Here is an old HN discussion on teaching programming:

<http://news.ycombinator.com/item?id=428095>

In addition, I recommend _why's Hackety Hack based on Ruby. It also seems that
a new version is on the way!

<http://hacketyhack.net/get/>

Knightinblue, I don't know if I am interpreting your intentions correctly or
not, but I do not recommend _just_ giving a ton of resources to your nephew.
Rather, I believe that it is important to actively help guide him in learning.
Be a mentor. Show him how to make things work. Show him how to make the
computer do fun things. Do not completely leave him on his own.

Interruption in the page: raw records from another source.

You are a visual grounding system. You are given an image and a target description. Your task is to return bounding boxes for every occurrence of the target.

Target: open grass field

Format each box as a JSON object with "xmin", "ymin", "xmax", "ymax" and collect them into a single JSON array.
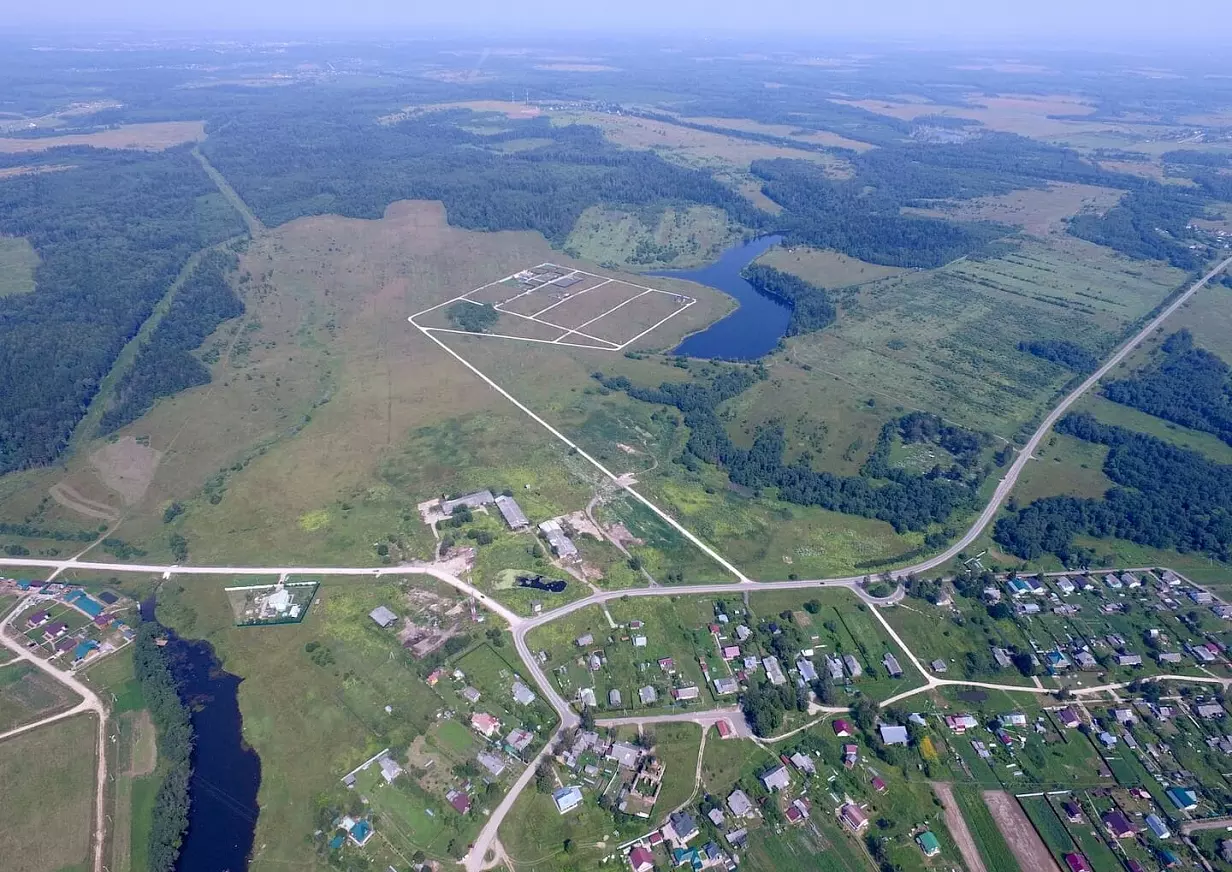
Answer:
[
  {"xmin": 0, "ymin": 661, "xmax": 81, "ymax": 733},
  {"xmin": 784, "ymin": 239, "xmax": 1184, "ymax": 437},
  {"xmin": 0, "ymin": 716, "xmax": 97, "ymax": 872},
  {"xmin": 552, "ymin": 112, "xmax": 844, "ymax": 174},
  {"xmin": 0, "ymin": 236, "xmax": 38, "ymax": 297},
  {"xmin": 0, "ymin": 121, "xmax": 206, "ymax": 154},
  {"xmin": 684, "ymin": 117, "xmax": 873, "ymax": 151}
]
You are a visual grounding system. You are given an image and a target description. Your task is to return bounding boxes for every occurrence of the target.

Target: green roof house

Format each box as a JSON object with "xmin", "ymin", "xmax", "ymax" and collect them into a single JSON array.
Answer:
[{"xmin": 915, "ymin": 830, "xmax": 941, "ymax": 857}]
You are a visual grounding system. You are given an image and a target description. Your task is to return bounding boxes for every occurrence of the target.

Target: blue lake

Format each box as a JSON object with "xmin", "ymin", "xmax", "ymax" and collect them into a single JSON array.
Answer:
[
  {"xmin": 650, "ymin": 236, "xmax": 791, "ymax": 361},
  {"xmin": 142, "ymin": 600, "xmax": 261, "ymax": 872}
]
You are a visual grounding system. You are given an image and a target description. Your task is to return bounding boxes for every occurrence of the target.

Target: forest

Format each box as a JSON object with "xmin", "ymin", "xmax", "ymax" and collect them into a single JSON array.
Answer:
[
  {"xmin": 1104, "ymin": 330, "xmax": 1232, "ymax": 445},
  {"xmin": 0, "ymin": 149, "xmax": 243, "ymax": 473},
  {"xmin": 133, "ymin": 621, "xmax": 193, "ymax": 872},
  {"xmin": 1018, "ymin": 339, "xmax": 1099, "ymax": 372},
  {"xmin": 202, "ymin": 107, "xmax": 765, "ymax": 244},
  {"xmin": 99, "ymin": 251, "xmax": 244, "ymax": 435},
  {"xmin": 993, "ymin": 413, "xmax": 1232, "ymax": 565},
  {"xmin": 740, "ymin": 264, "xmax": 834, "ymax": 336},
  {"xmin": 594, "ymin": 367, "xmax": 987, "ymax": 532}
]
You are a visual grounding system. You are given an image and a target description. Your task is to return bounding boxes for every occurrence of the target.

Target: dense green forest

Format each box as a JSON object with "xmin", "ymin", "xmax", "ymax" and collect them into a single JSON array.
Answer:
[
  {"xmin": 1104, "ymin": 330, "xmax": 1232, "ymax": 445},
  {"xmin": 203, "ymin": 113, "xmax": 765, "ymax": 243},
  {"xmin": 993, "ymin": 414, "xmax": 1232, "ymax": 565},
  {"xmin": 1018, "ymin": 339, "xmax": 1099, "ymax": 372},
  {"xmin": 742, "ymin": 264, "xmax": 834, "ymax": 336},
  {"xmin": 0, "ymin": 149, "xmax": 243, "ymax": 473},
  {"xmin": 595, "ymin": 367, "xmax": 987, "ymax": 532},
  {"xmin": 99, "ymin": 251, "xmax": 244, "ymax": 434},
  {"xmin": 445, "ymin": 302, "xmax": 500, "ymax": 333},
  {"xmin": 133, "ymin": 621, "xmax": 193, "ymax": 872}
]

Lastly, push him towards programming (and computers in general), but do not
completely overwhelm him with information. Knightinblue, you seem to have
amassed a huge collection of resources. In this case, I strongly believe in
quality over quantity. Be very picky. In my opinion, many links will
definitely need to go.

Most importantly, be _absolutely sure_ that your nephew will have fun and
enjoy the experience. There is nothing worse than being completely frustrated
by something new.

Sorry for that odd advice tangent. I just wanted to say it.

One last question: Knightinblue, how much is your nephew interested in
computers? Is it 'hey, I think this might be cool' or is it 'yes, this will be
my future'?